The number of rows in the table represents the dimension(# of feature) of word embedding vector, for example, 300. Likewise, the number of columns represents the total number of words that are in our represented dictionary, lets say, 10k.
Learning means that each cell is filled with right weight values. Therefore, after the learning process is completed, there will be a corresponding 300 * 10k values in this matrix. Then how can we extract word embedding vector of specific one-hot vector?
The answer is simple dot product(·) of E(embedding table) with O_w(corresponding one-hot vector).
E·O_w = e_w (E: embedding table, O_w: one-hot vector, e_w: word embedding vector)
Note that E is size of 300 * 10k and O_w is size of 10k * 1, resulting e_w which is size of 300 * 1. Note that how 10k dimension vector is shrinked to 300!
Below is an intuitive figure explaining conversion from one-hot vector to word embedding vector:
Conversion from one-hot vector to embedding vectors4
Architecture
Although the basis of word embedding is same, there might be slight differences in details of architecture among word embedding models. In this post we’ll cover word2vec approach, especially CBOW and SkipGram architecture.
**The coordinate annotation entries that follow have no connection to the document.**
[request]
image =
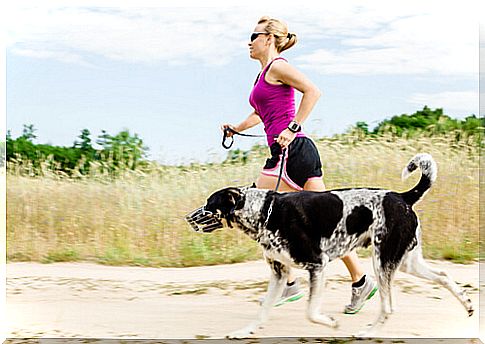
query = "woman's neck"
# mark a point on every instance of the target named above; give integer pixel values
(267, 59)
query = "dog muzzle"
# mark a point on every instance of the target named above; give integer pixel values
(202, 220)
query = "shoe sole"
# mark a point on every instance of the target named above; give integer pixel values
(363, 303)
(290, 299)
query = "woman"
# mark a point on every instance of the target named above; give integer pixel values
(273, 101)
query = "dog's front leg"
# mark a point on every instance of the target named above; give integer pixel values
(279, 275)
(316, 295)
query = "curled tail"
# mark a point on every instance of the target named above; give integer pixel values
(429, 171)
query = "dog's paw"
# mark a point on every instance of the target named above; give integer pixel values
(324, 320)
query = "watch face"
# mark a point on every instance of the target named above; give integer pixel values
(294, 126)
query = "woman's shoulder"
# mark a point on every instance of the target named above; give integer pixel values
(281, 66)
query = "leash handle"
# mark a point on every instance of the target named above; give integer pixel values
(283, 153)
(225, 137)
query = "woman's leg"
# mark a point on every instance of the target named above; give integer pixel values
(269, 182)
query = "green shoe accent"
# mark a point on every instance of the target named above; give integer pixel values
(290, 299)
(363, 303)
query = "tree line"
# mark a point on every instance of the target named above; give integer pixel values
(126, 151)
(433, 122)
(120, 151)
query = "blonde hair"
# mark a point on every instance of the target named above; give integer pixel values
(283, 39)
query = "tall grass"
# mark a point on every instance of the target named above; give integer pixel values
(137, 218)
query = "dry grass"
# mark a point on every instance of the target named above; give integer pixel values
(138, 218)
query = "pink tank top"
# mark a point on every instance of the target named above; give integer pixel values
(274, 103)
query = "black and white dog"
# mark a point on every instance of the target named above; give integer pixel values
(310, 229)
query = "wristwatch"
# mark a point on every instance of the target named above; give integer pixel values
(294, 126)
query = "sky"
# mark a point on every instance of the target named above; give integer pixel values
(173, 73)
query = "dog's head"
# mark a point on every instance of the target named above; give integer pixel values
(220, 205)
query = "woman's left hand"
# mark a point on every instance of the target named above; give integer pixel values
(285, 138)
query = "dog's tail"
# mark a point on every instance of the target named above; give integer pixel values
(429, 171)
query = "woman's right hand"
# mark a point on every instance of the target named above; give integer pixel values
(225, 126)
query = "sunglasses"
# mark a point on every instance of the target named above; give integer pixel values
(255, 35)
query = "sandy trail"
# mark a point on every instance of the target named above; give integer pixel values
(94, 301)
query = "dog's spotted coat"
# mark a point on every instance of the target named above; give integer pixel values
(310, 229)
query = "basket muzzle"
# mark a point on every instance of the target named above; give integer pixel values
(202, 220)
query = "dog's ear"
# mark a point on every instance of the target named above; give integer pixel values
(236, 198)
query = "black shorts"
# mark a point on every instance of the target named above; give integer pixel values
(302, 162)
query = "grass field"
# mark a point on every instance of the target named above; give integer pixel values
(137, 219)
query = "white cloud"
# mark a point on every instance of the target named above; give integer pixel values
(442, 42)
(351, 37)
(456, 102)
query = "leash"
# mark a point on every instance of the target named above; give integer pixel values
(230, 130)
(234, 132)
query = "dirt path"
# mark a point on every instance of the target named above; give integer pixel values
(93, 301)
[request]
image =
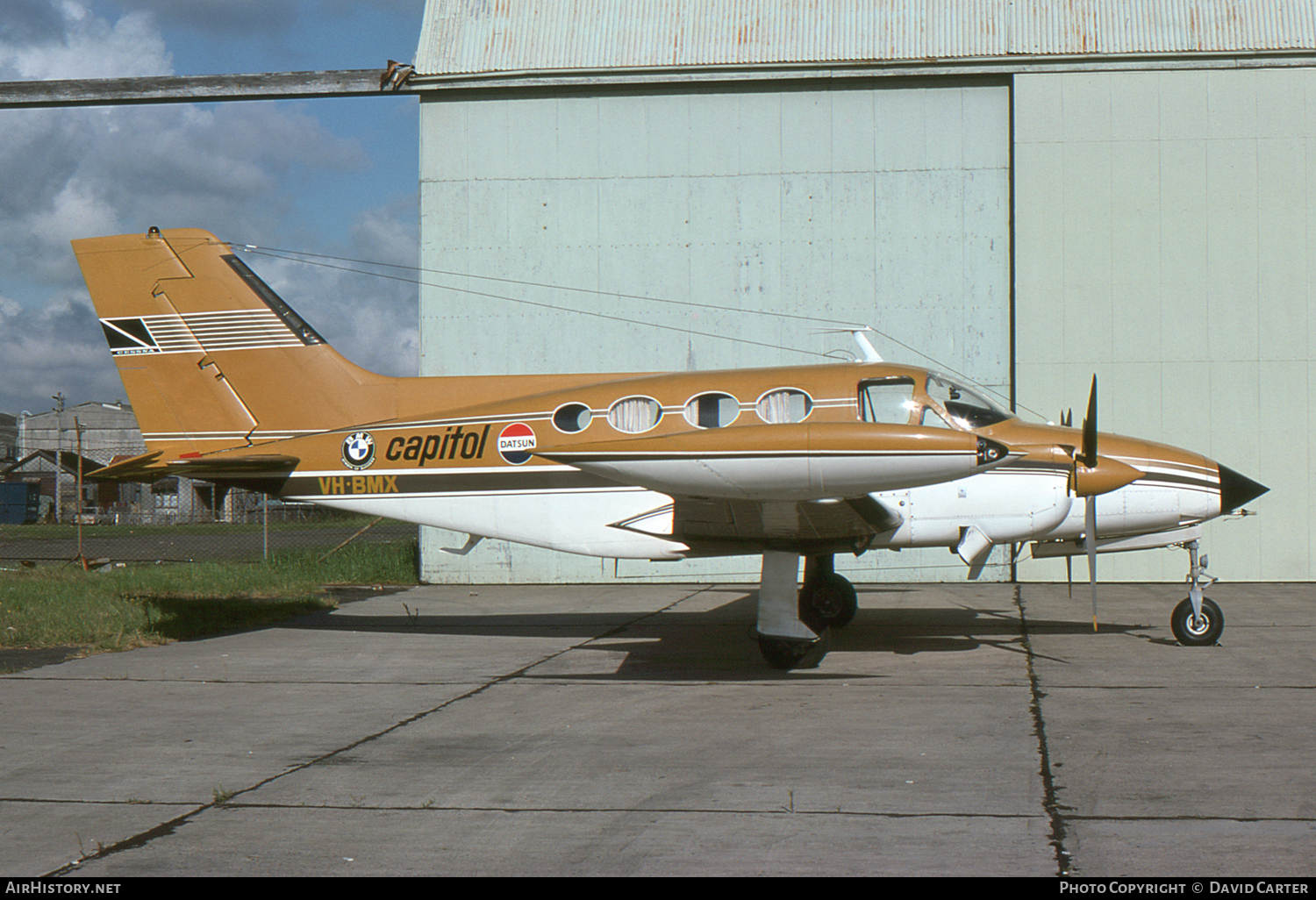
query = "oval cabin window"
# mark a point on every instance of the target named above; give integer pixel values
(784, 405)
(712, 410)
(634, 415)
(571, 418)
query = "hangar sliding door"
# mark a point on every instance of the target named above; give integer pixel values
(876, 204)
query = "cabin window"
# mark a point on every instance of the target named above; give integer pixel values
(634, 415)
(887, 400)
(966, 408)
(784, 405)
(571, 418)
(932, 418)
(712, 410)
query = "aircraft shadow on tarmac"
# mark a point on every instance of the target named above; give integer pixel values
(719, 642)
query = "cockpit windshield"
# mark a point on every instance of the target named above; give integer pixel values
(968, 408)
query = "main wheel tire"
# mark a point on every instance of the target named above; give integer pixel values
(829, 602)
(1203, 633)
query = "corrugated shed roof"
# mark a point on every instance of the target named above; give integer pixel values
(513, 36)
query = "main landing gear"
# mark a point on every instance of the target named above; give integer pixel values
(794, 628)
(1197, 621)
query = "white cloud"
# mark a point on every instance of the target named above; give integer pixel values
(86, 46)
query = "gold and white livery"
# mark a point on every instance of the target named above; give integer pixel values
(232, 386)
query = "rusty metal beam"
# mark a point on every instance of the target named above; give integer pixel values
(192, 89)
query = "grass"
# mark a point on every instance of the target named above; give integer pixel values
(68, 531)
(142, 604)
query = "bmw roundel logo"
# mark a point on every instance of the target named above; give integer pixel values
(358, 450)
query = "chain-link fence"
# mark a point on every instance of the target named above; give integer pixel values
(200, 536)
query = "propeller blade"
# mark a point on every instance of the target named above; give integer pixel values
(1090, 541)
(1090, 429)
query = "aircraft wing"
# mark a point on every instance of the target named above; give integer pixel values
(716, 525)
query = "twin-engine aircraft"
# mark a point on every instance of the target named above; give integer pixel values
(232, 386)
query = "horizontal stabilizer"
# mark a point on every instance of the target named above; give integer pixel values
(218, 468)
(144, 468)
(1048, 549)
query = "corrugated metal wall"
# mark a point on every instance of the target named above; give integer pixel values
(874, 205)
(489, 36)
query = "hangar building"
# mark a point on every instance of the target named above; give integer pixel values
(1026, 194)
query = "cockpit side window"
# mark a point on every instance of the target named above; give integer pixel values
(966, 408)
(887, 400)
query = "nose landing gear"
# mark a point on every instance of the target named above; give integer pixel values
(794, 629)
(1197, 621)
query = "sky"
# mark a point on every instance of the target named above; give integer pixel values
(334, 176)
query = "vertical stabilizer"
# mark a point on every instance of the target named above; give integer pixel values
(210, 354)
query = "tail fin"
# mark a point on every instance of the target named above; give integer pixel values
(210, 355)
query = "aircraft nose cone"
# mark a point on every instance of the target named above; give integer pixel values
(1237, 489)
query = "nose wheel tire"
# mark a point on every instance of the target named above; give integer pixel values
(1203, 632)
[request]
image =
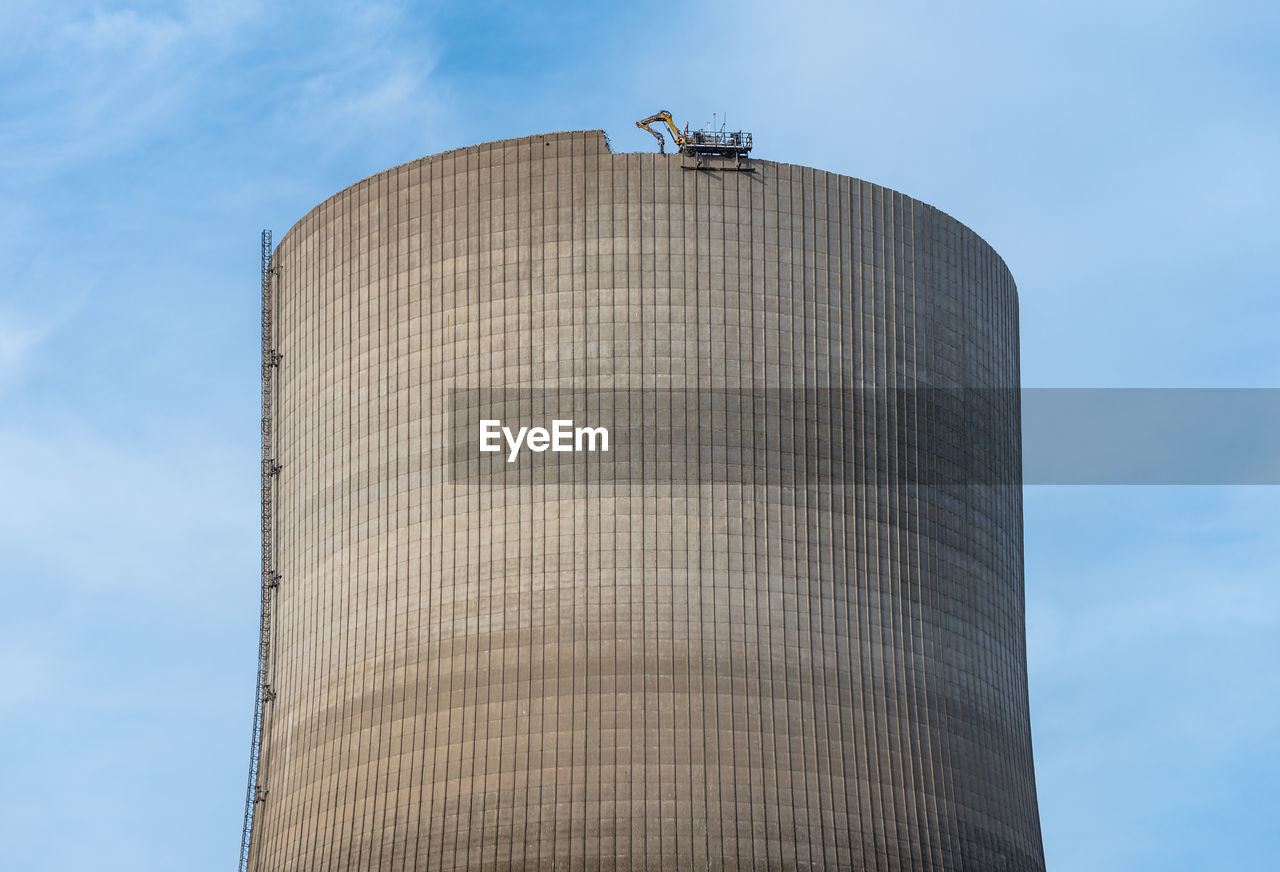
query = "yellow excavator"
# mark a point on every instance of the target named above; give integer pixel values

CBOW and SkipGrame method diagrams5
CBOW(Continuous Bags of Words)
In CBOW method, neural network is trained such that the model predicts ‘blank’ word in a given context. For example, the model is objected to predict the word that should enter in the blank. → I __ my dog.
SkipGram
In contrast, SkipGram method trains neural network to be trained such that the model predicts ‘context words’ when a word is given. Therefore, the model should produce multiple words as output. For example, when a word ‘dog’ is given, the model should statistically predict the context that goes along with this word.